Thanks everyone for the info - busy ploughing through it now. Are there any special 'little treasures' in terms of places to see that are either on the Douro or within striking distance of Porto and worth diverting to or spending a night at ?

Thinking, boat trip out, night and dinner somewhere and then train back ?


----------



## canoeman (Mar 3, 2011)

Lovely full size reproduction Caravelle moored at Vila Conde, Barcelos of cockerel fame, Guimaraes worth going to just for the pastries apart from it's historical significance.


----------



## siobhanwf (Mar 20, 2009)

I have signed up for letsbonus here in Portugal. One of the holidays on offer at the moment is a trip on the Duoro Descontos em viagens até 70%. Destinos Leiria - LetsBonus

go to the bottom of the page 


45% Desconto. No Douro, 2 dias para Navegar num Cruzeiro e Sentir as Vindímas. Hotel e Almoços Incluídos
Consiga uma viagem de 339€ por 186€ p/pax!


----------



## MrBife (Jul 26, 2009)

We had an abosolutely excellent week oop North and thought I would post some resources for anyone else researching 

A couple of days visiting Coimbra, Lousa, Gois etc and staying here ...

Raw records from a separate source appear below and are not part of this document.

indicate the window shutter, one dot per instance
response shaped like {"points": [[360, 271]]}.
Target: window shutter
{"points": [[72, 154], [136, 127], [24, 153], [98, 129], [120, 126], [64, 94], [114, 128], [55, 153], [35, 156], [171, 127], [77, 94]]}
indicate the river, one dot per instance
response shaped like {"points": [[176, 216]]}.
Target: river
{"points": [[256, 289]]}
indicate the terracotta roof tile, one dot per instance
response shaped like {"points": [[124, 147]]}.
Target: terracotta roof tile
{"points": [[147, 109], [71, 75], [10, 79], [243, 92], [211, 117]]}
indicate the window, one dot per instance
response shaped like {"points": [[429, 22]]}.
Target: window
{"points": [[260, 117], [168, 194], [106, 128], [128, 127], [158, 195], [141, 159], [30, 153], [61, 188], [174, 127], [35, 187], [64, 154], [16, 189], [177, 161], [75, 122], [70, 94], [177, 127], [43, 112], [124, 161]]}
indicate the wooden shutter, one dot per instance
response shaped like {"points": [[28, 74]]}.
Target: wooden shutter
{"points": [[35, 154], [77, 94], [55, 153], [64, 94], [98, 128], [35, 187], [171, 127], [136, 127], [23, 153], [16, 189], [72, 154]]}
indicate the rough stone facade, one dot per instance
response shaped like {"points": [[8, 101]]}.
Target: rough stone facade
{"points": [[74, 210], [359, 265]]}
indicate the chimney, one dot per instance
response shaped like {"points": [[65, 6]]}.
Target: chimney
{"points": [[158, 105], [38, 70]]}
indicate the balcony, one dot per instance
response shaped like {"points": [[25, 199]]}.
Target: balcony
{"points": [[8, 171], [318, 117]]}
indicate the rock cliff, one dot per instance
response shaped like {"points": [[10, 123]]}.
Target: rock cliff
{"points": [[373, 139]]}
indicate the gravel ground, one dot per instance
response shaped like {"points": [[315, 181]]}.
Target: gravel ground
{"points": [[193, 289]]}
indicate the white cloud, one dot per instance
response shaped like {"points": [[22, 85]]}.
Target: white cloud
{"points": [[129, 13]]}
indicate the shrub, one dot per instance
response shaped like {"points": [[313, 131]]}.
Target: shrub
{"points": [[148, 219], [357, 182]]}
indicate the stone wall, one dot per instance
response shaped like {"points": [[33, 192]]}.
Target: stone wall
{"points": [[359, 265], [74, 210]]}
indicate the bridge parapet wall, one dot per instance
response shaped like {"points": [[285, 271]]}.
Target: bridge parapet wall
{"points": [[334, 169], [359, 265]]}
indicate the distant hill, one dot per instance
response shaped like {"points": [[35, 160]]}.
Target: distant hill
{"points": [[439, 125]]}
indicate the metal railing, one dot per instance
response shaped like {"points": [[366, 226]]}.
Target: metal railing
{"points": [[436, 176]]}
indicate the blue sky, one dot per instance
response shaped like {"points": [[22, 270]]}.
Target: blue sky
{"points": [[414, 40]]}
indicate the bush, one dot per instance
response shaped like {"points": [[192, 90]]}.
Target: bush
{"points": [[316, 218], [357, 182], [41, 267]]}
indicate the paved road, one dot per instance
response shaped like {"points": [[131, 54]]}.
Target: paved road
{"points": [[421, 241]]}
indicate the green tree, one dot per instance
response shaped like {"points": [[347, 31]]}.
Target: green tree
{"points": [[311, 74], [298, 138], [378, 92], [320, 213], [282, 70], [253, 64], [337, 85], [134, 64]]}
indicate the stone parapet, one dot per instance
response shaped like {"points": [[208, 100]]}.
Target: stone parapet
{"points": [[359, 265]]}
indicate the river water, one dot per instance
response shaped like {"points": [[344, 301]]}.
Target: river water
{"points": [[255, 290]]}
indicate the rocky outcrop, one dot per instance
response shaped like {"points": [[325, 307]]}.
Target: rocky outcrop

Casa Nas Serras Bed & Breakfast | B&B Portugal | Bed and Breakfast in Portugal | Portugal Hotels | Visiting Portugal | Vacation in Portugal

And the rest of the time in Porto. Didn't manage the overnight Douro trip, only a one hour taster. Will be going back for that one.

Stayed here ...

.: 6ONLY - Guest House :.

Which is heartily recommended and a truly special place if you are visiting Porto


----------



## Maggy Crawford (Sep 18, 2010)

Last year four of us did the Jules Verne Douro cruise and got a discount for not using the airfare which was included for passengers from UK. It is expensive but the boat was superb" from the Douro Azul line, crew excellent, food much better than expected, wine is a bit dear but when the arrangement was to eat ashore in hotels the boat crew brought the wine from the ship and it was included with the meals (saved a huge amount of time with everybody ordering and paying for something different). Maximum number of passengers 50 which is ideal, everybody mixed very well, the shore excursions were brilliant using the coach that followed the boat and several locks are very impressive. All in all, an excellent holiday with very like minded people.


----------